Back to top
Publikacja: 10.03.2022
„Puls Biznesu”: MOL zawsze będzie przestrzegać sankcji
Ekonomia

„Nie zrealizujemy żadnego projektu, który byłby niezgodny z obowiązującymi sankcjami. Nie mamy też ambicji zwiększania naszej ekspozycji w Rosji” – mówi György Bacsa, członek zarządu węgierskiego giganta paliwowego MOL, w wywiadzie dla „Pulsu Biznesu”.


Fot. Miroslav Chaloupka / PAP/CTK


Jednocześnie Bacsa odradził w rozmowie rezygnację z dostaw rosyjskich surowców energetycznych. – Musimy wziąć pod uwagę szersze konsekwencje gospodarcze scenariusza, w którym wszystkie europejskie rafinerie muszą zapomnieć o rosyjskiej ropie. To nie powinno nastąpić w wyniku szybkiej decyzji, ponieważ groziłoby to poważnymi niedoborami, chaosem – przekonywał w rozmowie z „PB” członek zarządu węgierskiego koncernu paliwowego MOL.
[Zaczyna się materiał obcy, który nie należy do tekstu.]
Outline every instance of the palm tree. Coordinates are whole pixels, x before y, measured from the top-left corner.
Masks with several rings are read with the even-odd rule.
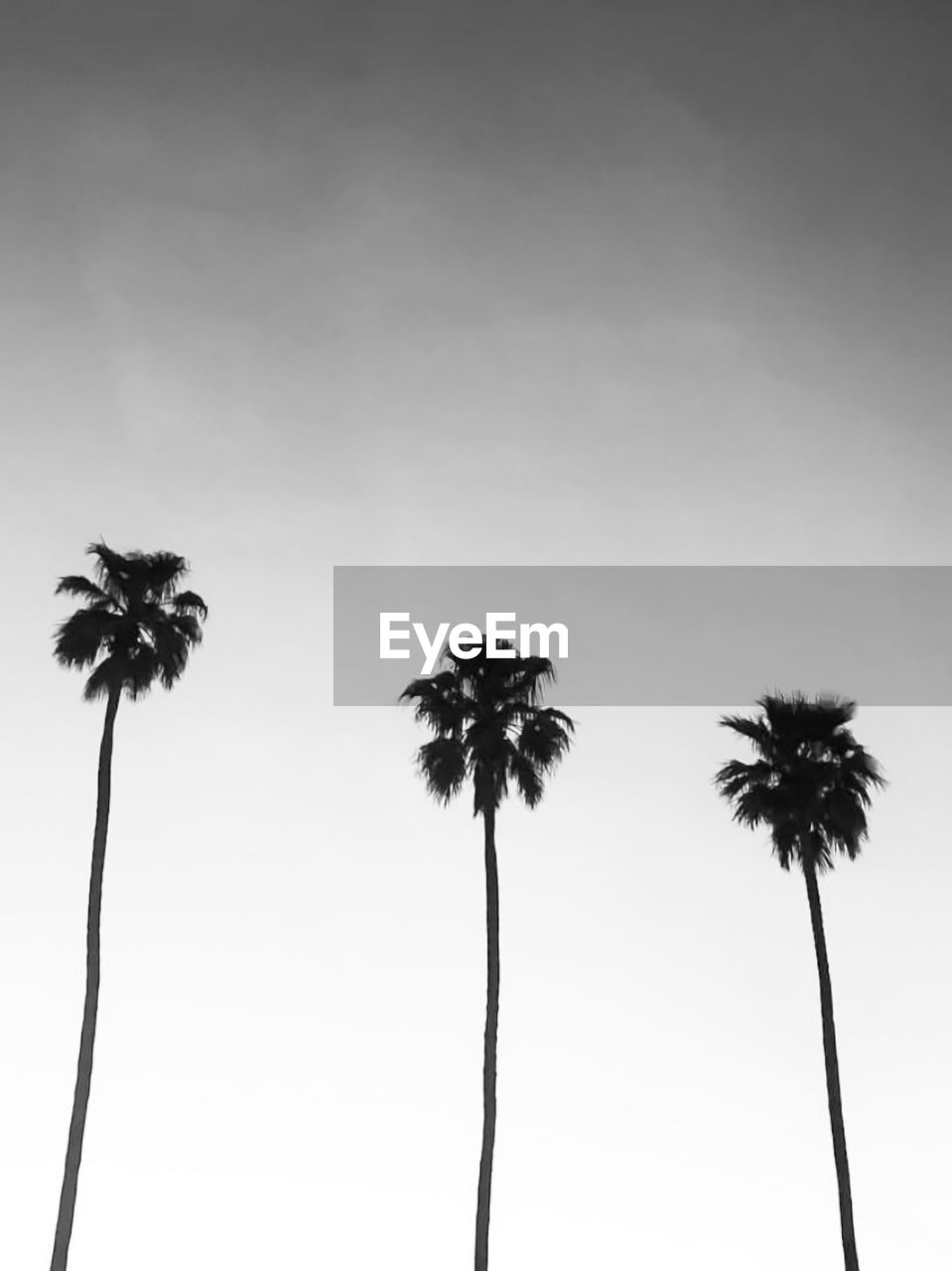
[[[500,648],[511,646],[500,643]],[[483,1149],[477,1191],[475,1271],[489,1261],[489,1191],[496,1140],[496,1036],[500,1018],[500,878],[496,811],[515,782],[529,807],[543,797],[545,777],[568,750],[575,723],[541,691],[554,676],[548,657],[488,656],[475,642],[463,656],[446,652],[445,671],[413,680],[400,700],[436,735],[419,747],[417,764],[428,792],[446,805],[466,778],[473,815],[482,816],[486,848],[487,1004],[483,1047]]]
[[[754,829],[770,829],[773,850],[789,869],[797,860],[803,871],[820,975],[826,1094],[830,1106],[833,1155],[840,1201],[843,1258],[847,1271],[859,1271],[853,1230],[847,1135],[843,1127],[836,1032],[833,1021],[830,963],[826,956],[824,916],[817,874],[833,869],[834,855],[855,859],[867,838],[866,810],[871,791],[885,785],[878,764],[853,737],[847,724],[855,703],[833,697],[807,700],[763,697],[755,719],[724,716],[723,727],[746,737],[756,760],[732,760],[714,777],[718,792],[733,806],[733,819]]]
[[[60,1211],[51,1271],[65,1271],[76,1207],[83,1131],[93,1077],[93,1046],[99,1007],[99,915],[103,897],[105,835],[109,824],[112,742],[116,712],[123,691],[133,702],[156,680],[173,688],[188,662],[189,651],[201,642],[200,619],[208,614],[193,591],[177,591],[188,566],[172,552],[121,555],[104,543],[86,552],[97,558],[94,578],[69,574],[60,578],[56,594],[85,601],[56,630],[55,656],[62,666],[89,669],[84,698],[105,698],[105,722],[99,745],[99,783],[93,834],[93,867],[89,880],[86,925],[86,995],[79,1042],[76,1089],[66,1144]]]

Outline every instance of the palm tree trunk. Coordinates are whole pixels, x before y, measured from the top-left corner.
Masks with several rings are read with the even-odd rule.
[[[840,1192],[840,1230],[843,1233],[843,1263],[845,1271],[859,1271],[857,1257],[857,1238],[853,1230],[853,1197],[849,1188],[849,1162],[847,1160],[847,1131],[843,1126],[843,1101],[840,1098],[840,1069],[836,1059],[836,1030],[833,1022],[833,988],[830,985],[830,963],[826,957],[826,937],[824,935],[824,915],[820,907],[820,888],[816,882],[816,866],[810,853],[803,854],[803,874],[807,881],[810,900],[810,921],[813,927],[813,947],[816,949],[816,969],[820,974],[820,1013],[824,1022],[824,1059],[826,1061],[826,1097],[830,1104],[830,1129],[833,1130],[833,1157],[836,1163],[836,1183]]]
[[[83,1007],[83,1030],[79,1038],[79,1064],[76,1089],[72,1096],[72,1118],[66,1143],[66,1163],[60,1192],[60,1213],[56,1219],[56,1238],[50,1271],[66,1271],[72,1235],[72,1215],[76,1209],[79,1163],[83,1157],[83,1131],[89,1107],[89,1087],[93,1078],[93,1045],[95,1042],[95,1017],[99,1008],[99,914],[103,902],[103,866],[105,863],[105,835],[109,827],[109,793],[112,784],[112,738],[116,712],[119,707],[121,686],[109,690],[105,705],[103,740],[99,744],[99,785],[95,803],[95,831],[93,834],[93,868],[89,878],[89,914],[86,919],[86,996]]]
[[[483,1049],[483,1154],[477,1193],[475,1271],[489,1265],[489,1191],[496,1141],[496,1035],[500,1023],[500,873],[496,864],[496,808],[483,811],[486,829],[487,999]]]

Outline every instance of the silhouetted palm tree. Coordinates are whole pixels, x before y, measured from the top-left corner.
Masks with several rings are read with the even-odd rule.
[[[510,648],[508,644],[500,644]],[[486,843],[487,1004],[483,1049],[483,1150],[477,1191],[475,1271],[489,1260],[489,1191],[496,1139],[496,1036],[500,1017],[500,880],[496,864],[496,810],[510,780],[529,807],[543,797],[544,779],[569,746],[575,724],[552,707],[539,705],[554,679],[547,657],[488,657],[446,653],[447,670],[413,680],[402,700],[416,703],[416,717],[435,733],[417,761],[427,789],[442,803],[473,782],[473,813],[483,817]]]
[[[724,764],[714,777],[718,792],[733,806],[733,817],[754,829],[770,829],[774,853],[784,869],[797,860],[803,871],[820,975],[820,1012],[826,1061],[833,1154],[840,1199],[840,1229],[847,1271],[859,1271],[853,1230],[847,1135],[843,1127],[836,1032],[833,1021],[830,963],[817,874],[833,868],[834,855],[850,860],[867,836],[866,810],[874,788],[885,785],[876,760],[847,728],[855,703],[838,698],[807,700],[802,694],[764,697],[761,716],[724,716],[719,722],[746,737],[756,760]]]
[[[104,543],[93,543],[86,552],[97,558],[95,581],[69,574],[60,578],[56,588],[57,595],[64,592],[86,601],[83,609],[78,609],[57,628],[56,660],[67,667],[93,669],[83,695],[88,702],[105,698],[105,722],[99,746],[99,784],[89,880],[86,995],[51,1271],[65,1271],[70,1252],[83,1131],[93,1075],[99,1007],[99,914],[116,712],[123,691],[135,700],[156,680],[165,689],[173,688],[186,669],[189,649],[201,642],[200,618],[205,619],[208,613],[201,596],[193,591],[175,590],[188,572],[182,557],[170,552],[131,552],[121,555]]]

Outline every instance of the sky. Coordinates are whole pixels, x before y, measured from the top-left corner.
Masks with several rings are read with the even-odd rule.
[[[949,563],[951,19],[3,19],[0,1265],[56,1220],[102,718],[53,590],[102,536],[188,557],[210,616],[117,721],[70,1271],[466,1266],[480,827],[408,712],[332,705],[332,569]],[[717,717],[580,709],[501,811],[493,1271],[841,1265],[805,887],[714,796]],[[821,894],[857,1238],[916,1271],[952,1254],[952,718],[855,731],[890,785]]]

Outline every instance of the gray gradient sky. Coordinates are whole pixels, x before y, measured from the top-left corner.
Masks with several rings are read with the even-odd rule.
[[[479,829],[404,713],[332,709],[332,566],[949,563],[952,23],[3,19],[0,1265],[52,1242],[100,727],[52,588],[103,535],[212,614],[119,714],[70,1271],[466,1266]],[[712,794],[714,722],[588,710],[501,816],[493,1271],[838,1266],[805,890]],[[952,721],[857,731],[892,780],[824,885],[857,1230],[914,1271],[952,1254]]]

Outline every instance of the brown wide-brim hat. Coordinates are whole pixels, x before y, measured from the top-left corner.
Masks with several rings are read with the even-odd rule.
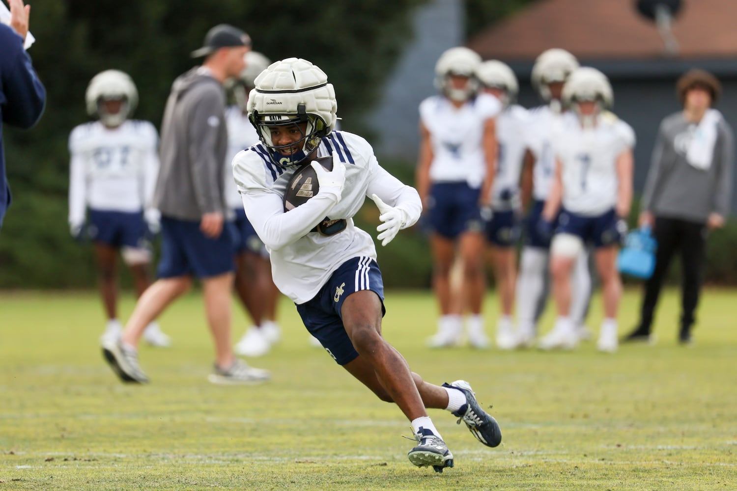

Podobnego zdania jest węgierski rząd. Minister finansów Węgier Mihály Varga zapowiedział na swoim profilu w mediach społecznościowych, że jego kraj nie poprze żadnych sankcji na rosyjski sektor energetyczny. Zdaniem szefa węgierskiego resortu finansów nowe unijne sankcje doprowadziłyby do tego, że krajowa waluta Węgier – forint – jeszcze bardziej straciłaby na wartości. Mihály Varga ubolewał, że przyjęty już pakiet sankcji doprowadził do osłabienia forinta. – Węgierska waluta stała się ofiarą brukselskich sankcji, które wyrządziły węgierskiej gospodarce znaczące szkody – podkreślił minister finansów Węgier.